Im ehemaligen Turnsaal begegnen die Gäste den Pflanzen.

Der Garten bleibt im Garten, auch wenn Lisa Hinterreithner über und mit der Natur spricht und arbeitet. Im ehemaligen Turnsaal in der Viktor-Christ-Gasse ist die Natur im Ruhezustand. Mit Hinterreithner laden drei Performerinnen das Publikum ein, die Alltagshektik abzulegen und mit der Natur in Dialog zu treten. Lisa Hinterreithner, Rotraud Kern, Sara Lanner und Linda Samaraweerová leiten das Publikum durch das sorgfältig gebaute Setting, in dem auch die Gäste Teil der Performance sind.
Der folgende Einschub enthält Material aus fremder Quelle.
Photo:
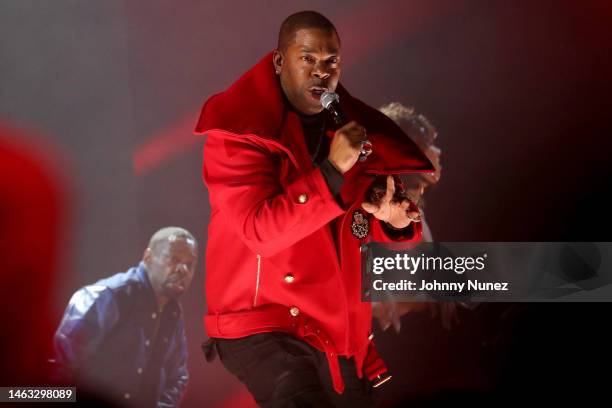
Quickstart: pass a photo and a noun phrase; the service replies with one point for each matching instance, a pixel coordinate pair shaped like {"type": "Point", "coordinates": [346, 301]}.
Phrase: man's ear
{"type": "Point", "coordinates": [277, 60]}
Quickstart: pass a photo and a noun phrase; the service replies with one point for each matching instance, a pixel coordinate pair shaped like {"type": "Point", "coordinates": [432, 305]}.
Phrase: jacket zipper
{"type": "Point", "coordinates": [257, 283]}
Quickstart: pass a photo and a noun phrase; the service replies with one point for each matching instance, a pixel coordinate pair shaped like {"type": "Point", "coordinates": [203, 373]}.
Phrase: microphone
{"type": "Point", "coordinates": [331, 102]}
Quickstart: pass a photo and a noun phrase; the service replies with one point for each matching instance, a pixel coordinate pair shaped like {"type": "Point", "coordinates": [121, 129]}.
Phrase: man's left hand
{"type": "Point", "coordinates": [399, 214]}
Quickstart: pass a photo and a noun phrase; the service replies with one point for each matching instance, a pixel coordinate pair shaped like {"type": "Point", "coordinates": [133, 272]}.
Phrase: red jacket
{"type": "Point", "coordinates": [274, 259]}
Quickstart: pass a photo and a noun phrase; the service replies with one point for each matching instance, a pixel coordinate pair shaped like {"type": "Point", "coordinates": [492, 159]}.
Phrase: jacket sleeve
{"type": "Point", "coordinates": [176, 370]}
{"type": "Point", "coordinates": [244, 183]}
{"type": "Point", "coordinates": [90, 315]}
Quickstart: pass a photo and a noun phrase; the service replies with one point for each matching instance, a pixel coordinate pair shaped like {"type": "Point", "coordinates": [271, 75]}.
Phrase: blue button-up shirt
{"type": "Point", "coordinates": [113, 339]}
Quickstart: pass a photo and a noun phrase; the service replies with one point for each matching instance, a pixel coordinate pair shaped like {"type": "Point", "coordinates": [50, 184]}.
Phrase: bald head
{"type": "Point", "coordinates": [298, 21]}
{"type": "Point", "coordinates": [170, 261]}
{"type": "Point", "coordinates": [171, 234]}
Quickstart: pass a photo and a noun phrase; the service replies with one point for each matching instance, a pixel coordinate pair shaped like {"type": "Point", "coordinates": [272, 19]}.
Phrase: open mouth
{"type": "Point", "coordinates": [315, 92]}
{"type": "Point", "coordinates": [176, 285]}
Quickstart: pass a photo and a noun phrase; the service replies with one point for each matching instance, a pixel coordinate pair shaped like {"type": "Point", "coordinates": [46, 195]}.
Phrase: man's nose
{"type": "Point", "coordinates": [320, 70]}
Fundstücke aus Wald und Wiese für die Installation.Moos auf den Steinen, abgefallene Äste, getrockneter Baumschwamm, duftende Lavendelsträuße, raschelndes Laub in wärmenden Hüllen und eine Erzählung via Kopfhörer über das Verhältnis der Menschen zu den Pflanzen. Bäume, Blumen und Gras, die unendliche Welt der Pflanzenwesen braucht uns nicht, wächst, blüht und vermehrt sich ohne den Eingriff der Menschenwesen. Diese jedoch sind angewiesen auf die Fruchtbarkeit und Schönheit der pflanzlichen Welt.
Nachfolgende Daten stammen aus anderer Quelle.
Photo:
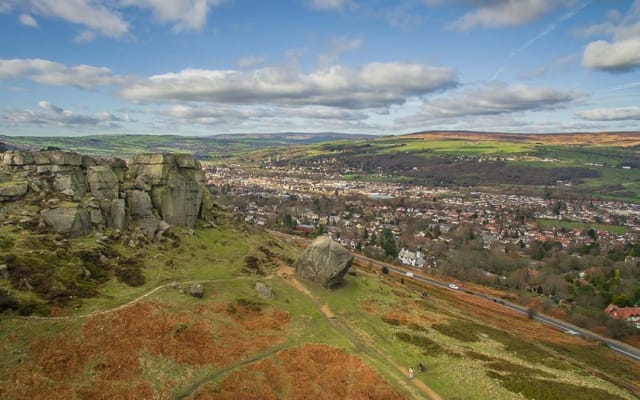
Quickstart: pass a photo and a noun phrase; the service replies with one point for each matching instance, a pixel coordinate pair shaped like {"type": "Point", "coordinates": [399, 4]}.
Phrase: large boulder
{"type": "Point", "coordinates": [175, 183]}
{"type": "Point", "coordinates": [71, 220]}
{"type": "Point", "coordinates": [14, 189]}
{"type": "Point", "coordinates": [103, 182]}
{"type": "Point", "coordinates": [325, 262]}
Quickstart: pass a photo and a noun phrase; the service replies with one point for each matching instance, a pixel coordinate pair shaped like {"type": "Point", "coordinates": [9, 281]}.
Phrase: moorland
{"type": "Point", "coordinates": [130, 328]}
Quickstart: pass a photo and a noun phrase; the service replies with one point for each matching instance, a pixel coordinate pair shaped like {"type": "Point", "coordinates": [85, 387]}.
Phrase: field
{"type": "Point", "coordinates": [156, 341]}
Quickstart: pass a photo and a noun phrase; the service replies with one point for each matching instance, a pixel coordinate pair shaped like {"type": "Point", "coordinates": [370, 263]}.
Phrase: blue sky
{"type": "Point", "coordinates": [203, 67]}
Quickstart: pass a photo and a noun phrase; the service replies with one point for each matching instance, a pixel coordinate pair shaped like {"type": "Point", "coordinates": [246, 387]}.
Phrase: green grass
{"type": "Point", "coordinates": [484, 362]}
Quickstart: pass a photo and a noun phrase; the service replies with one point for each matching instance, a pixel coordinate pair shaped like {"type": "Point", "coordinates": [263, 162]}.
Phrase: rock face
{"type": "Point", "coordinates": [325, 262]}
{"type": "Point", "coordinates": [80, 193]}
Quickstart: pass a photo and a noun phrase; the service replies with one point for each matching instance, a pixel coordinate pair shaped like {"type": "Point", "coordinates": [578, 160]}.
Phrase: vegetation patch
{"type": "Point", "coordinates": [545, 389]}
{"type": "Point", "coordinates": [459, 330]}
{"type": "Point", "coordinates": [307, 372]}
{"type": "Point", "coordinates": [512, 368]}
{"type": "Point", "coordinates": [104, 358]}
{"type": "Point", "coordinates": [429, 346]}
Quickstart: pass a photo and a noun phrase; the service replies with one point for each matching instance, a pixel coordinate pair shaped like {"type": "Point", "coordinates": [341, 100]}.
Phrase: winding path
{"type": "Point", "coordinates": [363, 343]}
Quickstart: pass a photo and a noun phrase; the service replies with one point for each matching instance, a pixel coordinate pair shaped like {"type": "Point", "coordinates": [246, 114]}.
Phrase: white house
{"type": "Point", "coordinates": [410, 258]}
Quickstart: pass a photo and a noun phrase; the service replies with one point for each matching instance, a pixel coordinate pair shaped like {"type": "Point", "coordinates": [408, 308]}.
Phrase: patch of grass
{"type": "Point", "coordinates": [544, 389]}
{"type": "Point", "coordinates": [459, 330]}
{"type": "Point", "coordinates": [511, 368]}
{"type": "Point", "coordinates": [428, 346]}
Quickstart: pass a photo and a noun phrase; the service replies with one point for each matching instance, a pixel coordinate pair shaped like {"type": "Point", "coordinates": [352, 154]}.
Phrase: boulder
{"type": "Point", "coordinates": [117, 214]}
{"type": "Point", "coordinates": [324, 261]}
{"type": "Point", "coordinates": [139, 204]}
{"type": "Point", "coordinates": [263, 290]}
{"type": "Point", "coordinates": [196, 290]}
{"type": "Point", "coordinates": [103, 182]}
{"type": "Point", "coordinates": [17, 158]}
{"type": "Point", "coordinates": [71, 220]}
{"type": "Point", "coordinates": [14, 189]}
Die Inszenierung mit Matratzen, Decken, Polstern und den eingebundenen pflanzlichen Mitspielern erlaubt keine störenden Objekte, Handtaschen, Rucksäcke, auch die Schuhe werden abgelegt, das Handy bleibt draußen und die Zeit wird unwichtig. Ich weiß nicht mehr, wie lange ich schon über den bemoosten Ast streiche oder versuche die Architektur aus alten Hölzern stabil zu halten. Achtsamer Umgang mit den pflanzlichen Wesen ist Lisa Hinterreithner wichtig. Der Podcast, in dem Hinterreithner und Markus Gradwohl in klarem, gut verständlichem Englisch erklären, worum es geht, Fakten berichten, über die man nachdenken kann, gehört zu dieser außergewöhnlichen performativen Installation. Thema ist das Verhältnis der Menschen zur pflanzlichen Welt, das sich als eher einseitig herausstellt. Eines steht jedenfalls fest: „Pflanzen sind keine Dinge,“ Hinterreithner nennt sie nichtmenschliche Wesen.
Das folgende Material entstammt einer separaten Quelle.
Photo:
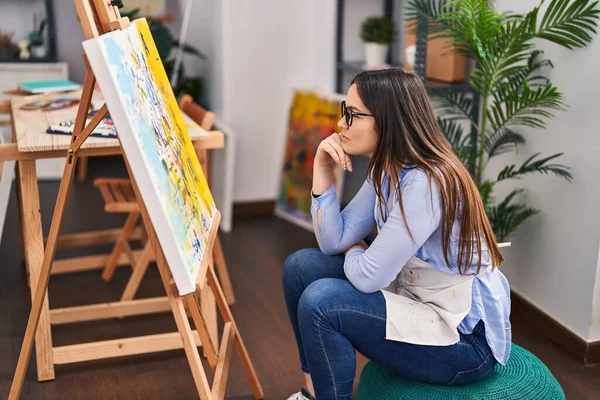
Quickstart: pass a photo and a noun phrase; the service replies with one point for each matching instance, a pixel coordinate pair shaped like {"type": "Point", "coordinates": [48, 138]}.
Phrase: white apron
{"type": "Point", "coordinates": [425, 306]}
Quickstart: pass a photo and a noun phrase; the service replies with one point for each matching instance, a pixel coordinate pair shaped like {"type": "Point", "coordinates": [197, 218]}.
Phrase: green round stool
{"type": "Point", "coordinates": [523, 377]}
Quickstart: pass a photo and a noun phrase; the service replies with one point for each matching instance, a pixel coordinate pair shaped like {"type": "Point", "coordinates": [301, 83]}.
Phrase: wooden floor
{"type": "Point", "coordinates": [255, 252]}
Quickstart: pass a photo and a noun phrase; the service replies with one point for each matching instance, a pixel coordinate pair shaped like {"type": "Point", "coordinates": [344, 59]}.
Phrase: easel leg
{"type": "Point", "coordinates": [209, 309]}
{"type": "Point", "coordinates": [122, 242]}
{"type": "Point", "coordinates": [82, 169]}
{"type": "Point", "coordinates": [221, 266]}
{"type": "Point", "coordinates": [138, 273]}
{"type": "Point", "coordinates": [189, 346]}
{"type": "Point", "coordinates": [239, 344]}
{"type": "Point", "coordinates": [33, 247]}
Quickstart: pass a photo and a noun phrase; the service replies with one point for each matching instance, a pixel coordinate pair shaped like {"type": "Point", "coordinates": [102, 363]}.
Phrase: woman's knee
{"type": "Point", "coordinates": [324, 295]}
{"type": "Point", "coordinates": [296, 265]}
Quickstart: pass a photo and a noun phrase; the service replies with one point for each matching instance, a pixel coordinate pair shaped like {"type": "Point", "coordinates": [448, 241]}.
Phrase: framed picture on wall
{"type": "Point", "coordinates": [312, 117]}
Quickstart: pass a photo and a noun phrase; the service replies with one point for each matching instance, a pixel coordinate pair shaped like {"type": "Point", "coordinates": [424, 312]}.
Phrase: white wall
{"type": "Point", "coordinates": [270, 47]}
{"type": "Point", "coordinates": [554, 258]}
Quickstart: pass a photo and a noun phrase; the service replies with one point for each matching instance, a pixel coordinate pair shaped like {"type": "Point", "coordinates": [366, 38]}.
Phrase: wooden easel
{"type": "Point", "coordinates": [98, 17]}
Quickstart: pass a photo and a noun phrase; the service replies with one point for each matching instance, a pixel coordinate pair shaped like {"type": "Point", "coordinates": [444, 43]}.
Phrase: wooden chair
{"type": "Point", "coordinates": [119, 198]}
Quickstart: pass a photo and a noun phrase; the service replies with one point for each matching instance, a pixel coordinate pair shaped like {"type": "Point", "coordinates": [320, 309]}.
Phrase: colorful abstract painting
{"type": "Point", "coordinates": [155, 140]}
{"type": "Point", "coordinates": [313, 116]}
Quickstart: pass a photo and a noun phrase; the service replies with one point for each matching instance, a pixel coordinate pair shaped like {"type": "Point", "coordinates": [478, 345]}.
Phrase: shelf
{"type": "Point", "coordinates": [30, 60]}
{"type": "Point", "coordinates": [432, 85]}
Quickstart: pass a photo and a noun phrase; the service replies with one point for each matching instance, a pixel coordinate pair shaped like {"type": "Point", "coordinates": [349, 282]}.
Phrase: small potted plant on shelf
{"type": "Point", "coordinates": [7, 47]}
{"type": "Point", "coordinates": [377, 33]}
{"type": "Point", "coordinates": [36, 38]}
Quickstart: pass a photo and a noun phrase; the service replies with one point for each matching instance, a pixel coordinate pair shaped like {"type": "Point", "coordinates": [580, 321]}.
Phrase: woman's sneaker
{"type": "Point", "coordinates": [301, 395]}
Zugleich mit dem Thema interessiert die Künstlerin auch die Form ihrer Kommunikation mit den Zuschauer:innen, die nicht Publikum, sondern Gäste, eingebunden in die Performance, selbst Performer sind. „Ich will mit anderen Formen von Aufführungen experimentieren.“ „This is not a Garden“ ist mehr Abenteuer, Erlebnis, spielerische Erkenntnis. Ein Publikum (maximal 35 Gäste) im üblichen Sinn gibt es nicht, alle Anwesenden sind Performer:innen, alle sind Zuschauer:innen.
Während ich dem 20minütigen Podcast zuhöre beobachte ich, wie Daniel, der am anderen Ende des Saales träumt, eine schützende Hülle aus Ästen und Zweigen bekommt. Er erscheint mir als in der Rosenhecke, schön und unerreichbar.  Stroh ist wichtig im Stall, Menschen flechten Kränze daraus. Was Hinterreithner im podcast erzählt, lässt mich über die Bibelgeschichte nachdenken, in der berichtet wird, dass Adam und Eva den Auftrag erhalten haben, sich die Erde untertan zu machen. Seit dreitausend Jahren fühlen sich die Menschenwesen erhaben über den restlichen Teil der Welt, wähnen sich als Krone der Schöpfung. Dabei wird mir schwindlig und ich schaue lieber Rotraud zu, die Lisa mit Stroh bekränzt. Es wird kein Gold gesponnen, die Goldhauben, die zur oberösterreichischen Tracht getragen werden und – man staune – von Bürgerinnen der Städte erfunden worden sind, fallen mir dennoch ein.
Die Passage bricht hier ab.